Project documentation

There are different ways documentation can be written and published within FINOS.

  1. GitHub and Markdown, probably the simplest and most intuitive approach: every file written in MarkDown format and hosted in GitHub is automatically parsed and visualised by GitHub; the README.md file located at the root of a project directory is parsed in the GitHub project homepage, which is now a well established best practice to guide consumers to get started with a project. Read more on GitHub Readme doc page
  2. GitHub Wiki is a service that is available for every GitHub repository; it can be enabled/disabled via the GitHub repository settings and provides a dedicated Git endpoint that can host Markdown files and generates its web version.
  3. GitHub Pages, to customise the look 'n feel of the page and publish the HTML version of your project docs in a custom domain name (ie myproject.com), yet keeping Markdown as documentation language and GitHub as hosting system; GitHub Pages basically reads HTML and Markdown files from a specific repository folder or branch (configured via GitHub repo settings) onto an HTTP endpoint; finos.github.io is a basic example of GitHub Pages, which uses plain HTML (and Javascript) to build the website, but alternative interpreters can be plugged into GitHub Pages, such as:
    1. Docusaurus is the most complete and recommended tool to easily manage project documentation on GitHub; is allows to manage content in MarkDown files, configure navigation and sidebars, manage versioning and is highly customizable using React.
    2. Hugo, an alternative to Docusaurus that generates static HTML using Go Templates and some predefined conventions
    3. Jekyll, a Ruby-based static site generator that is embedded in GitHub Pages; it is highly customisable using variablescustom layoutsHTML blocks
  4. Atlassian Confluence can be used for any FINOS Program activity; each program has a dedicated Confluence Space (see the full list), where sub-pages can be created to host activity-specific documentation.

Setting up GitHub Pages

The only setup needed is to tell GitHub where to read the documentation sources from; the suggested option is to use the gh-pages branch, for the following reasons:

  1. Most of the times, documentation must be partially generated (from source code) and sometimes patched before being published; generated content should not live in the same place as source code, to avoid frequent downstream updates to local developers repositories
  2. gh-pages is a branch that is normally used exclusively for this purpose
  3. Travis CI provides the pages deployer that works out of the box, see below

Setting up Travis CI

Simply create a .travis.yml file in the root folder of the repository and follow Travis documentation, according to the adopted languages.

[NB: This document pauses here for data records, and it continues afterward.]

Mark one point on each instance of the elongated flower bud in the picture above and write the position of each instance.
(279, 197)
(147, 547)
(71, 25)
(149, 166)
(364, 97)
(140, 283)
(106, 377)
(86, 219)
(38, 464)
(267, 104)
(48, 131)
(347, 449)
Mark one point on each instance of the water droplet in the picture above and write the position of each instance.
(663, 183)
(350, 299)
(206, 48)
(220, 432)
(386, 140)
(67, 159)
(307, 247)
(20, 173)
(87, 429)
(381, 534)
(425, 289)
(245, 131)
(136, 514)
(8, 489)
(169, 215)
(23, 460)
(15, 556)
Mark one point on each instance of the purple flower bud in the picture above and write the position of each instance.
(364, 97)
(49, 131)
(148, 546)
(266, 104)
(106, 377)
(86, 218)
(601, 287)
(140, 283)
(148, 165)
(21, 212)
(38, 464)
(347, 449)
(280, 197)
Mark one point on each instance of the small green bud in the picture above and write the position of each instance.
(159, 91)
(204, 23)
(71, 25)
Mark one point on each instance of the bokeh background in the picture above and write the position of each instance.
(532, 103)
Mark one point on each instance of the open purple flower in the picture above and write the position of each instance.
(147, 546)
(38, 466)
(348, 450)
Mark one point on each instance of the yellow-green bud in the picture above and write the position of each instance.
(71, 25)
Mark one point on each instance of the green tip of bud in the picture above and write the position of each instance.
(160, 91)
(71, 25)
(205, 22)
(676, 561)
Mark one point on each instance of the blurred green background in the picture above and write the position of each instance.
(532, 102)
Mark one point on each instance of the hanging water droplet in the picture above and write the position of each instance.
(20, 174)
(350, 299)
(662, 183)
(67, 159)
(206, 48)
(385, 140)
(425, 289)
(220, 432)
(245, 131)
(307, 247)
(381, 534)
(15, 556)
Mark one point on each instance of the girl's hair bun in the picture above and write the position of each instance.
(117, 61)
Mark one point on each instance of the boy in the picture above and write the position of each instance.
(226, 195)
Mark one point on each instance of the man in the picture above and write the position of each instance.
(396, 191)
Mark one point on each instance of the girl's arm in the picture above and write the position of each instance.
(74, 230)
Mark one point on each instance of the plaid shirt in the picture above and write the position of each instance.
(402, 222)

The following environment variables will be needed, in order to run GitHub Pages deployments:

  1. GH_TOKEN
  2. GH_USERNAME
  3. GH_EMAIL

You can setup variables the Travis Repository Settings or with the travis CLI.

.travis.yml
# Configure Travis CI integration with Github Pages - https://docs.travis-ci.com/user/deployment/pages/
deploy:
  provider: pages
  skip_cleanup: true
  github_token: $GH_TOKEN
  name: $GH_USERNAME
  email: $GH_EMAIL
  local_dir: docs
  target_branch: gh-pages
  on:
    branch: master

In order to automate the build, Travis CI must be configured with a GitHub Personal API (or access) Token, also described below as GIT_TOKEN environment variable.